Big Picture: Day 342

Readings: Romans 4-7.

It’s been said before that there is no such thing as a perfect church, but if there was it would cease to be so as soon as one of us joined it. Try as we might, we can never reach perfection. However, perfection is exactly what God requires of us. We are disciples of Jesus, seeking throughout our lives to become more like him, which means perfection.

The trouble is with me, for I am all too human, a slave to sin. I don’t really understand myself, for I want to do what is right, but I don’t do it. Instead, I do what I hate. But if I know that what I am doing is wrong, this shows that I agree that the law is good. So I am not the one doing wrong; it is sin living in me that does it.

And I know that nothing good lives in me, that is, in my sinful nature. I want to do what is right, but I can’t. I want to do what is good, but I don’t. I don’t want to do what is wrong, but I do it anyway. But if I do what I don’t want to do, I am not really the one doing wrong; it is sin living in me that does it. (Romans 7:14-20, NLT)

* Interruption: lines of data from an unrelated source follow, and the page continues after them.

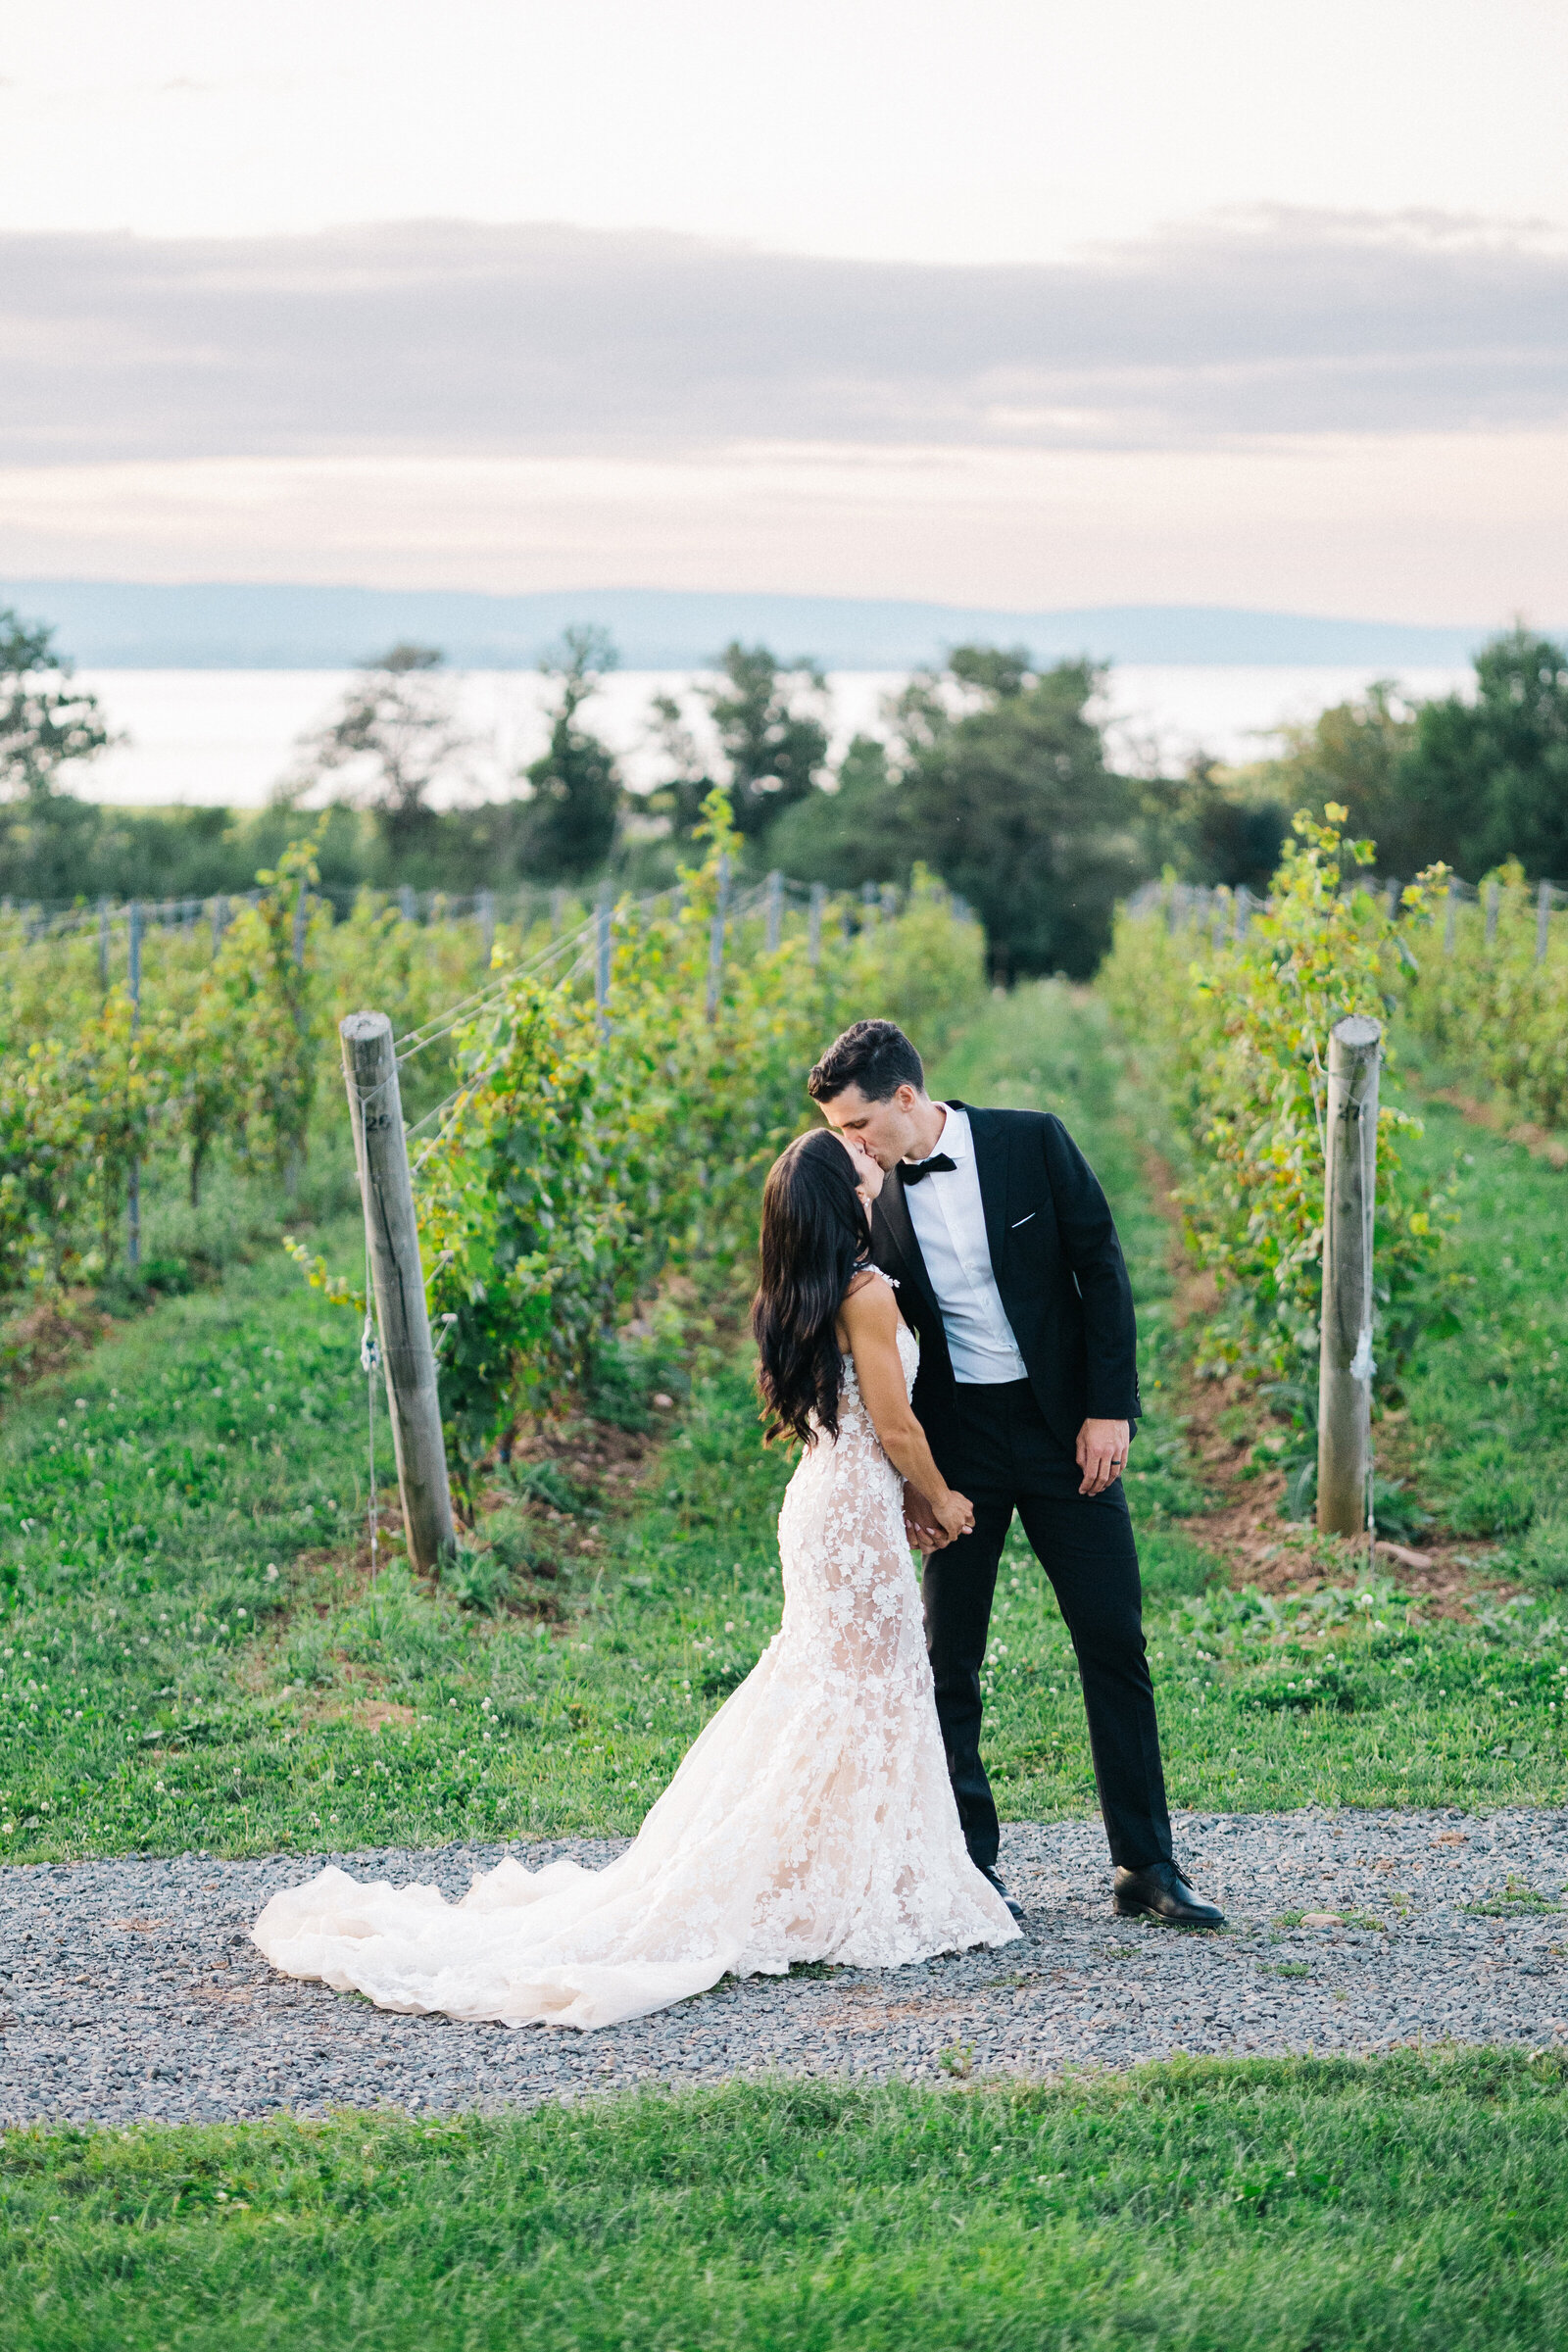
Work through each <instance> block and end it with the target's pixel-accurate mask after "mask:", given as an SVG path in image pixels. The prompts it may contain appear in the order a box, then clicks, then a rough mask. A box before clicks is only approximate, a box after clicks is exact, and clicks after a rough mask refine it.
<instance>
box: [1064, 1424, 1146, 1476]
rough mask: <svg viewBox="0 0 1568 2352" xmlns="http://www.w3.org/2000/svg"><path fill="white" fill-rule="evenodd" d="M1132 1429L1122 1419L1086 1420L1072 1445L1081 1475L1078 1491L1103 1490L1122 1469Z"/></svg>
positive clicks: (1129, 1442) (1124, 1463) (1130, 1444)
mask: <svg viewBox="0 0 1568 2352" xmlns="http://www.w3.org/2000/svg"><path fill="white" fill-rule="evenodd" d="M1131 1442H1133V1432H1131V1428H1128V1423H1126V1421H1086V1423H1084V1428H1081V1430H1079V1442H1077V1446H1074V1454H1077V1463H1079V1470H1081V1472H1084V1479H1081V1484H1079V1494H1105V1489H1107V1486H1112V1484H1114V1482H1117V1479H1119V1477H1121V1472H1124V1470H1126V1451H1128V1446H1131Z"/></svg>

Have you ever been stuck in a sinful habit? For me, there is one significant period of my life which comes to mind. I spent several years in my teens struggling with an addiction to pornography. I’ve spoken about this before from the platform. I tried my best to change my behaviour, but was unable to do it myself. I can really relate to what Paul writes here. When we’re trapped in a cycle of sin we can begin to feel helpless. Our self-esteem plummets every time we repeat the sin (although at points there is a part of us which enjoys the sin) and we drift further from God because we don’t feel worthy of coming near to him.

Thinking of ourselves as slaves to sin, as Paul describes it, is both accurate and potentially unhelpful. There is a part of us – which Paul describes elsewhere as “the flesh” – which is prone to sin, almost as a compulsion. However, if we read those verses above in isolation we can wrongly convince ourselves that we bear no responsibility for our sin; after all, Paul says it is not really us doing wrong, but it is sin living within us. However, he doesn’t end there.

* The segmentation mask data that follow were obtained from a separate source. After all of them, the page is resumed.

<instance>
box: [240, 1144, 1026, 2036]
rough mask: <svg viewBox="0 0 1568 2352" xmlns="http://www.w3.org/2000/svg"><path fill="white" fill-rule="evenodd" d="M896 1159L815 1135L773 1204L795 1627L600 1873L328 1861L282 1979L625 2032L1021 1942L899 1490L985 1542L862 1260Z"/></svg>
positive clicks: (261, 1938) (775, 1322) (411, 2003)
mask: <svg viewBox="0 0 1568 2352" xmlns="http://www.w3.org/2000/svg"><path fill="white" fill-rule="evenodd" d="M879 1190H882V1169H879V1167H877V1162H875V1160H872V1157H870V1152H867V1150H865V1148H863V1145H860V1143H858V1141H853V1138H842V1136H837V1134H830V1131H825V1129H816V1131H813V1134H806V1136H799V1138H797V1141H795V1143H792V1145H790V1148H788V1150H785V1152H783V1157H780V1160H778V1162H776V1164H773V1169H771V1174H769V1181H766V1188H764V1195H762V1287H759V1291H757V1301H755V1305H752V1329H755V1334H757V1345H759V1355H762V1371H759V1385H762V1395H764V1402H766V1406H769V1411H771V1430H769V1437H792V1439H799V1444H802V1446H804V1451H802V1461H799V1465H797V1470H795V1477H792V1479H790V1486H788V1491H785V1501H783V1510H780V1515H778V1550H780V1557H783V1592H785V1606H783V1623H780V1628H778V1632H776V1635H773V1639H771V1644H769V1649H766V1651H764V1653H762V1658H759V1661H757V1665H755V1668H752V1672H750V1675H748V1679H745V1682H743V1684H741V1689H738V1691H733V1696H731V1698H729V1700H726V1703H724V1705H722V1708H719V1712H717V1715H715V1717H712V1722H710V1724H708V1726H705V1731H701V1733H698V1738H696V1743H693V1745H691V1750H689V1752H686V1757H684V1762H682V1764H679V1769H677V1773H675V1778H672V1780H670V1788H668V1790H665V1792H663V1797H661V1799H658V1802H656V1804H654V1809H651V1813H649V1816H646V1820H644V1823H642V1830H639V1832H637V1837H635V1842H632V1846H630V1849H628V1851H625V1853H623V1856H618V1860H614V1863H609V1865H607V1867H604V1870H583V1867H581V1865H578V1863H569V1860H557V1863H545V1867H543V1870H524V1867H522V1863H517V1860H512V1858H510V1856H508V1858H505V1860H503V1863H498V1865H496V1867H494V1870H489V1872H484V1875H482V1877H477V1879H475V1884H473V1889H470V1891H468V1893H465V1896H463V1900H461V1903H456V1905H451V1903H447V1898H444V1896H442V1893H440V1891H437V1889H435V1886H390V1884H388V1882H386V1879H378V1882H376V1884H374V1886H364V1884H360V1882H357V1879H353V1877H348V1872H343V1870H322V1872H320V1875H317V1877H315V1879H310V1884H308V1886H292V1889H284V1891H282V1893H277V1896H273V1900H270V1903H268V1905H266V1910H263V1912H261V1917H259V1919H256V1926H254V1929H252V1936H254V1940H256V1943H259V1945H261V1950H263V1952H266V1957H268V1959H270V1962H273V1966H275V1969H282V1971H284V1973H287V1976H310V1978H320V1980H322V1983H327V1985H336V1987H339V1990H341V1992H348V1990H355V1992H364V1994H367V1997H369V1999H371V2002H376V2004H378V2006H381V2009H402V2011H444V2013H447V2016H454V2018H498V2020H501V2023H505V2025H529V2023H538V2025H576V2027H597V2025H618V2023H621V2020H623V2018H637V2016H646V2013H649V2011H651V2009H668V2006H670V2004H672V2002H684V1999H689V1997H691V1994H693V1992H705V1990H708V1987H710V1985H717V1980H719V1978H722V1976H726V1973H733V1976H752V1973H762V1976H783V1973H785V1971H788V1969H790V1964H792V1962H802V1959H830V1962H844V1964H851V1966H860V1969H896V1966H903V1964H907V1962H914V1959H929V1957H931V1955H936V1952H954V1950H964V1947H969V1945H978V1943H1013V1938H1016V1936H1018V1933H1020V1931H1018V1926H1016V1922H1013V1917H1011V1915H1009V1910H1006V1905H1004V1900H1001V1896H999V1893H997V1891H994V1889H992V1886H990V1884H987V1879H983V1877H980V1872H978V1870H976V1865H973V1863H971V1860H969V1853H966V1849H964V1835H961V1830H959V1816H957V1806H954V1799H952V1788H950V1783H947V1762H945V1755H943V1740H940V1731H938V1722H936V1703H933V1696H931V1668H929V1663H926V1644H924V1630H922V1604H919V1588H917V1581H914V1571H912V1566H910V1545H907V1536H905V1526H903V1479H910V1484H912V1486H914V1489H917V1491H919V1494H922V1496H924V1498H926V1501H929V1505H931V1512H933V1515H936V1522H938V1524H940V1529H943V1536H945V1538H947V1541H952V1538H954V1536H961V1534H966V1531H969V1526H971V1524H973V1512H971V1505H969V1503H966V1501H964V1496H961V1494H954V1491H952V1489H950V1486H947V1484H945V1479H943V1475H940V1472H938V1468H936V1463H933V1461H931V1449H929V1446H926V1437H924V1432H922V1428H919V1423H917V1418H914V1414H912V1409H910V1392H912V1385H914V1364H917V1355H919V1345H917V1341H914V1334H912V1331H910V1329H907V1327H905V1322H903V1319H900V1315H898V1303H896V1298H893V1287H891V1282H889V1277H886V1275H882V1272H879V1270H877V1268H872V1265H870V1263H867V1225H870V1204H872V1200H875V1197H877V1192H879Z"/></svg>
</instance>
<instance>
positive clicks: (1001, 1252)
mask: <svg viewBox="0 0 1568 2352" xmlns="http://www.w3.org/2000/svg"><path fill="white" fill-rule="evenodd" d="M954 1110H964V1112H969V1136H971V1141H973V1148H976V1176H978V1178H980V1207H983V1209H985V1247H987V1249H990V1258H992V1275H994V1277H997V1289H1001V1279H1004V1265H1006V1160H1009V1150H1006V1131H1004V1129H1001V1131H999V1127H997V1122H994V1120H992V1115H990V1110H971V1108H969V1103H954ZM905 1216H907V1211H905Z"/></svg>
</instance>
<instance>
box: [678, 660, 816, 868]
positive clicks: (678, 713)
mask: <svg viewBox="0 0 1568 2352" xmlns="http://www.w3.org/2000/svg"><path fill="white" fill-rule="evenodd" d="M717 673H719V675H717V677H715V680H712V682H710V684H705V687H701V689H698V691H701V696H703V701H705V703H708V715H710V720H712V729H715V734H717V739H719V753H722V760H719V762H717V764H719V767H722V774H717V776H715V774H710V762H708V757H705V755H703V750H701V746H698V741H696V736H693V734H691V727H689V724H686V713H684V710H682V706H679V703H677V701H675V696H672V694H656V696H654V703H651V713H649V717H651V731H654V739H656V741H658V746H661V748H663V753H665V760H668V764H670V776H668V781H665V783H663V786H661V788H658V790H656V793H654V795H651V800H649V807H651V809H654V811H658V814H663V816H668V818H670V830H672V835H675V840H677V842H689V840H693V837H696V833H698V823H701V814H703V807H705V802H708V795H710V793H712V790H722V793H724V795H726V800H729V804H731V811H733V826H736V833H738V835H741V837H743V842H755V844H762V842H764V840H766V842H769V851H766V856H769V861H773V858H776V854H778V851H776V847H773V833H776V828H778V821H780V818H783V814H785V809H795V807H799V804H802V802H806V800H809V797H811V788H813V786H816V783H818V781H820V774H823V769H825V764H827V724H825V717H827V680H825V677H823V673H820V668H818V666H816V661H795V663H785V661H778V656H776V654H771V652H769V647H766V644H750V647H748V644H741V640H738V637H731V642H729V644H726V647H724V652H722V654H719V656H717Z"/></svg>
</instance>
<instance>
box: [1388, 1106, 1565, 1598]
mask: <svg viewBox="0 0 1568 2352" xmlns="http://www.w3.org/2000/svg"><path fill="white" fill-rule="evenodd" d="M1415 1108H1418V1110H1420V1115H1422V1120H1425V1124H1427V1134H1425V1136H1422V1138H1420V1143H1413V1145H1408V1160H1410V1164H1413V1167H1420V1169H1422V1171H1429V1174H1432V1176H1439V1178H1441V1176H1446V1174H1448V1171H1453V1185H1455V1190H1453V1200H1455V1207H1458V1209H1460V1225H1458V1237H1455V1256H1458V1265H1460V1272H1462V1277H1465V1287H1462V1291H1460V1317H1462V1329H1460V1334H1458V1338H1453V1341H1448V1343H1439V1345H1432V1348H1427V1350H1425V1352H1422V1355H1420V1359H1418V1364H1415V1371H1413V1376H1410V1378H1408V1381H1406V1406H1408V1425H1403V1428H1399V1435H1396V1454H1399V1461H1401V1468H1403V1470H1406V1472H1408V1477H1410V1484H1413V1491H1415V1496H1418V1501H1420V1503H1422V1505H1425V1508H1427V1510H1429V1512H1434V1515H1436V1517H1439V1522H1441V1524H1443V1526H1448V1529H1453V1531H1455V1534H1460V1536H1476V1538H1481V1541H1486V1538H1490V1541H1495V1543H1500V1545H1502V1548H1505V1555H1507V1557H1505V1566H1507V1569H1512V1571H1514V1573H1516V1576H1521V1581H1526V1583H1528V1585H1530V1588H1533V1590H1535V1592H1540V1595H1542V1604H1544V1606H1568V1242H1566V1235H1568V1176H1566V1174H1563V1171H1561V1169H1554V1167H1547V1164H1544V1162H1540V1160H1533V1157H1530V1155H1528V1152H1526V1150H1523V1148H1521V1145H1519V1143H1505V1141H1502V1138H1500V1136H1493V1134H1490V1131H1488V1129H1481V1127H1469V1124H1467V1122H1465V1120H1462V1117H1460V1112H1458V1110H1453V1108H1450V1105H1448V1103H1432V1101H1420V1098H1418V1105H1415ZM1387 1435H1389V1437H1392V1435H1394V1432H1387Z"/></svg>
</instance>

I have discovered this principle of life—that when I want to do what is right, I inevitably do what is wrong. I love God’s law with all my heart. But there is another power within me that is at war with my mind. This power makes me a slave to the sin that is still within me. Oh, what a miserable person I am! Who will free me from this life that is dominated by sin and death? Thank God! The answer is in Jesus Christ our Lord. So you see how it is: In my mind I really want to obey God’s law, but because of my sinful nature I am a slave to sin. (Romans 7:21-25, NLT)

If we rely upon ourselves to attain perfection, we will fail every time. Even if we try our hardest to live a holy life, sin will trip us up and leave us flat on the floor. Mercifully, this is not the only option open to us. We can choose to rely upon Jesus to battle our compulsion to sin. We cannot achieve perfection in this life, but that does not mean that we should stop trying, following the leading and guiding of Jesus through the Holy Spirit, so that we no longer live in slavery to sin.

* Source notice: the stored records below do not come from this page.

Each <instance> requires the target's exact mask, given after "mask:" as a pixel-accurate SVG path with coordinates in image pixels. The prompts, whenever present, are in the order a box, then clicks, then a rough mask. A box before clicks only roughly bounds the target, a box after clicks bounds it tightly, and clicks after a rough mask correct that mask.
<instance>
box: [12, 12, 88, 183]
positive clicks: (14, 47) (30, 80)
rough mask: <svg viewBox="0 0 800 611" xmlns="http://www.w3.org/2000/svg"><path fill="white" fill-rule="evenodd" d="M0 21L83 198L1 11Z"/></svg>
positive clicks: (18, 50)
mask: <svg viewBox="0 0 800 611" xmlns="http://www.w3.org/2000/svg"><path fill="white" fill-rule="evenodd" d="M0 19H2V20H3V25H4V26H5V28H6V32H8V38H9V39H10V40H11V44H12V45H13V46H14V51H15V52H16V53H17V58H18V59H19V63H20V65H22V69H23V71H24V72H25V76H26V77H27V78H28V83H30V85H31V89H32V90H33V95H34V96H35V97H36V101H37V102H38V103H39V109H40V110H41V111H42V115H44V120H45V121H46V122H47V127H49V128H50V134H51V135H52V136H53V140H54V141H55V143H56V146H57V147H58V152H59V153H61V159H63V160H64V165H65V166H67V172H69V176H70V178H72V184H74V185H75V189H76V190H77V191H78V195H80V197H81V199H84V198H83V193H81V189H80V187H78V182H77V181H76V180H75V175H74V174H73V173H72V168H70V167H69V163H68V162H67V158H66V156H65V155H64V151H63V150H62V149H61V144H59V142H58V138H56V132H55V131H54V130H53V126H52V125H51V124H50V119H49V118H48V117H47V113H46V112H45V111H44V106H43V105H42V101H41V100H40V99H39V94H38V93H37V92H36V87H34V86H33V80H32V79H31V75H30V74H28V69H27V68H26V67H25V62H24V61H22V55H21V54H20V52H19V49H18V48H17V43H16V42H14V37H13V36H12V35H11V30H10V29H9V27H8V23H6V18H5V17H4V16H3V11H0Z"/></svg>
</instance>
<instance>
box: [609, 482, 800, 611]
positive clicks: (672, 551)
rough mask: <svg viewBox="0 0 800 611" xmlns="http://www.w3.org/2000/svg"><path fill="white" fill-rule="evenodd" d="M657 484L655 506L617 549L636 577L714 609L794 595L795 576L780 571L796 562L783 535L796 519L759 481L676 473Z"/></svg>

When we do sin – and we will – we know with certainty that Jesus will forgive us. He has already achieved that for us on the cross. If you’re stuck in a pattern of sin right now, don’t wallow in your guilt. I’ve wasted far too much of my life convincing myself I’m not worthy of coming to God for forgiveness – we’re never worthy, that’s the point! We can come to God for forgiveness the instant we’ve sinned, because Jesus is worthy and he has made the way for us. Don’t hesitate for one moment in confessing your sin to God and seeking his forgiveness. You can’t fix anything by punishing yourself, but God can deal with all things through his grace.